You know those toilets they have in airports that flush automatically?
I just used one in the Denver airport and it flushed while I was sitting on it. I shifted a millimeter and it thought I had gotten up and it flushed, spraying my own pee all over my vagina. I lunged forward and had to wait in half-squat a good eight seconds while the toilet finished its flush cycle and I could sit down again.
I am currently on a commuter flight from Denver to Cedar Rapids, Iowa, and I just shifted my computer at an angle so the woman next to me can't see that I typed the word "vagina." Great. Now it's in quotation marks and just stands out more.
Maybe she is a gynecologist.
Oh, God. She's knitting. She's actually starting to knit. She's good, too. It appears to be a very complicated sweater.
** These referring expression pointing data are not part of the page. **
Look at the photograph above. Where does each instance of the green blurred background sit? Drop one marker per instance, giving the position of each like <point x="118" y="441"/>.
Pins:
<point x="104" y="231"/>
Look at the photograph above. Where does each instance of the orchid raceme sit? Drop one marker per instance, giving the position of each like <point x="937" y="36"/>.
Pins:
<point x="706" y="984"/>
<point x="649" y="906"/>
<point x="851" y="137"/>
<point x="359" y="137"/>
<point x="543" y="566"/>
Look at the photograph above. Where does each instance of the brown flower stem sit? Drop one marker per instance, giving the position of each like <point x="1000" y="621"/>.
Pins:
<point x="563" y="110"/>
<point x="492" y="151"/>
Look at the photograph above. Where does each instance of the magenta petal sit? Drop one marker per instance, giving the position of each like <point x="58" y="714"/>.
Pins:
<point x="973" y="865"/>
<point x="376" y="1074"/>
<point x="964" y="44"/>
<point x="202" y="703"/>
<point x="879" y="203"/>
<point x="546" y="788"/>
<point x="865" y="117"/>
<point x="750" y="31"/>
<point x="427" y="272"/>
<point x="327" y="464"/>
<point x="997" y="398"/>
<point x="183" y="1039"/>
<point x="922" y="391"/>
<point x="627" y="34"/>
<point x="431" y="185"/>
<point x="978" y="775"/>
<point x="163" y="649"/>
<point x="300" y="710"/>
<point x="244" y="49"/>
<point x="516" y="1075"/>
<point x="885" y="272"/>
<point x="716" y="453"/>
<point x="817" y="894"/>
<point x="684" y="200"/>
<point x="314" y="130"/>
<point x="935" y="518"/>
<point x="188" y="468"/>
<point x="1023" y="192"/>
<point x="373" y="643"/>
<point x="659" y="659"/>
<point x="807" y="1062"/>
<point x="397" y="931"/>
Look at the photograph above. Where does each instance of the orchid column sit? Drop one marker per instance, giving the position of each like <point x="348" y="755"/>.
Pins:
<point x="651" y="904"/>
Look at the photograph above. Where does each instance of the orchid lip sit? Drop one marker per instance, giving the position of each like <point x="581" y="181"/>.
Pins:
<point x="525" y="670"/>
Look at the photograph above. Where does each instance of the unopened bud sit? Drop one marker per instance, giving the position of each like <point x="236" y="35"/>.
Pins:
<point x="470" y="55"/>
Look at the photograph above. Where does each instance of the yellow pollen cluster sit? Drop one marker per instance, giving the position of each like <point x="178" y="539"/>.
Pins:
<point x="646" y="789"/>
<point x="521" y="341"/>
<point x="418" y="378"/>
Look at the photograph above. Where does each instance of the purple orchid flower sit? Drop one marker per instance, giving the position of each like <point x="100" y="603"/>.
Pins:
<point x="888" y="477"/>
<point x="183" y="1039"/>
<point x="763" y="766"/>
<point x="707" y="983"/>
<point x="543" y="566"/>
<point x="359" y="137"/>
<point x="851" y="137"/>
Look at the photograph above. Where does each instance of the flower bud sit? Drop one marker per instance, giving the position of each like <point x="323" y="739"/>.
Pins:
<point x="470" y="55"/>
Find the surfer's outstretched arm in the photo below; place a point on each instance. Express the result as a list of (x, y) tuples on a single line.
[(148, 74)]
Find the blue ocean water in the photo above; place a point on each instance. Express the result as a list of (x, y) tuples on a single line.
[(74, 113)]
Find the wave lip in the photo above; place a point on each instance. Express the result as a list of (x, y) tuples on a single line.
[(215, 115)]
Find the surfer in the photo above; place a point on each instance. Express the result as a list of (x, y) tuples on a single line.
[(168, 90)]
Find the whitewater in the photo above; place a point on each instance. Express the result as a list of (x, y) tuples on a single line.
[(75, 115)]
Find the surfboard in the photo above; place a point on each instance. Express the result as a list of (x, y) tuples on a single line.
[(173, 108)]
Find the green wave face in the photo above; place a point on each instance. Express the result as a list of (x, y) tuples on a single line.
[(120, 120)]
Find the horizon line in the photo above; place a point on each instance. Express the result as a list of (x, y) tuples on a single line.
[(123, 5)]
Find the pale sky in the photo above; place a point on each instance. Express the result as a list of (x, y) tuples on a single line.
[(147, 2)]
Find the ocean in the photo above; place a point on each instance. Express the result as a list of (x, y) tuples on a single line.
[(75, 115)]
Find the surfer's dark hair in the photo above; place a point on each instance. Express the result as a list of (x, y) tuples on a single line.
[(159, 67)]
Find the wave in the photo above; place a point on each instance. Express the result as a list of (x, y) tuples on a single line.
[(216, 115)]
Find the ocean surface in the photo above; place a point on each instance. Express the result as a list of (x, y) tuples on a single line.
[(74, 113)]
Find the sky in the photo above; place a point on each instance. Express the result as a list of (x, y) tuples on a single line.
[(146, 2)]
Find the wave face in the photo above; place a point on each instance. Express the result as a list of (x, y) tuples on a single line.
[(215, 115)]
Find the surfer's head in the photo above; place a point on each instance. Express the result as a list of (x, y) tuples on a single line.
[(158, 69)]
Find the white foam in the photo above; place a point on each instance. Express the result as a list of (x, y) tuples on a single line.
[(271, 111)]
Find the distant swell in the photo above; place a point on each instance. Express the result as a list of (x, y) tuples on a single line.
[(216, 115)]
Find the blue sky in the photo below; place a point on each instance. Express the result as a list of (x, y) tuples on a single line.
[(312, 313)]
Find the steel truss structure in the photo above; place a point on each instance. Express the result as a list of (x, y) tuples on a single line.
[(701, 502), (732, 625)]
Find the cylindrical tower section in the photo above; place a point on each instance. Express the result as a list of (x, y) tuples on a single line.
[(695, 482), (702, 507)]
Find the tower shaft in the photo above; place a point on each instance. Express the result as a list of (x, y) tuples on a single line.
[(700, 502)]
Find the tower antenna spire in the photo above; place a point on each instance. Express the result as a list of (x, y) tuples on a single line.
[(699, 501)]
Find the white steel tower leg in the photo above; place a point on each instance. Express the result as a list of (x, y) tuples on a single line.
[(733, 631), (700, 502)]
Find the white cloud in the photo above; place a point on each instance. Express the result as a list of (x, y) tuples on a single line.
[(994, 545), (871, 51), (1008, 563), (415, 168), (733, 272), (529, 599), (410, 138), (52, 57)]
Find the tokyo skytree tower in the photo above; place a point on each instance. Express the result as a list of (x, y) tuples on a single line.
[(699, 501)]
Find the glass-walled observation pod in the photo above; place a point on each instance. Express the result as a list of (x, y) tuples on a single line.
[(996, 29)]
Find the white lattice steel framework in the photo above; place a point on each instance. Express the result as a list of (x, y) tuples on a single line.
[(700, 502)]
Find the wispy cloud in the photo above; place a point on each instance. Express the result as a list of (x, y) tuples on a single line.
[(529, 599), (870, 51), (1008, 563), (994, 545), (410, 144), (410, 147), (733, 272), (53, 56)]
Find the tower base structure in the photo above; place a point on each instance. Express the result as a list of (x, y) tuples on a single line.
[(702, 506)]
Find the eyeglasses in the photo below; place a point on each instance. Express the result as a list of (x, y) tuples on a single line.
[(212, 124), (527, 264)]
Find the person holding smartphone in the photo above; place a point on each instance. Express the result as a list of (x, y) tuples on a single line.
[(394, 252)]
It's fun flying next to writers. My husband and I once sat next to a college-age girl on a plane. It was her, him, then me at the window. She was writing in her notebook and she kept looking up at me and then scribbling more in her notebook. This went on for hours. She's writing about me, I thought. Then I thought, No, wait, that is so narcissistic. She's writing about something else entirely and just occasionally looking up to check out the window.
After three hours we were coming in for a landing and the girl passed me a note. She literally wrote something down on a square of paper she'd torn out of her notebook, handed it to my husband, and gestured for him to give it to me.
It had been fifteen years since I'd been passed a note. It was sort of thrilling.
I took the note and opened it. "What are the Long Winters?" it read.
That is not a cryptic as it seems. The Long Winters are a band, and I was wearing a Long Winters t-shirt. "A band," I wrote on the note. And then I passed it back to my husband who passed it back to the girl. She read my answer, nodded in thanks, and then wrote something in her notebook.
She was totally writing about me.
Was I a bit player in her journal, or the center of a caustic diatribe on air travel that she was preparing for some college newspaper? Would I read a novel five years from now and recognize a character, wearing a Long Winters t-shirt, on an airplane? Would my character be a jerk? I hadn't even said hello to her. I should have been friendlier.
This is good for me, writing about vaginas on airplanes. I'm usually too shy to write on planes because I assume that everyone on board is as nosy as I am and will look over my shoulder and read what I'm writing. I read what everyone else is writing. There is nothing else to do. I usually sit on the aisle and I know exactly what is on every laptop five aisles up. The guy working on the agricultural tax spreadsheet. The woman writing a speech on storm water drainage. Then there is always the person writing the screenplay (you can spot those ten aisles away ? just from the format) and you think, What an asshole. Who do they think they are? If they were real screenwriters they wouldn't be flying coach, right? They need to make a laptop burka, or one of those hoods the refs use on the sideline replay machines, so people can have some privacy.
The problem is that my screen is so luminescent and high resolution that, seriously, if I were to hold it above my head right now, everyone on the plane would be able to read it. They need to market a laptop that is hard to read, with a screen that can only be viewed from one angle.
She's fucked up the sweater. She's pissed. She's unraveling part of it to start over. She's definitely not a gynecologist.
I feel bad about her facial hair.
The pilot is saying something. WHY CAN'T YOU EVER UNDERSTAND WHAT THE PILOT IS SAYING? It makes me crazy.
I know you're reading this, guy in the row behind me.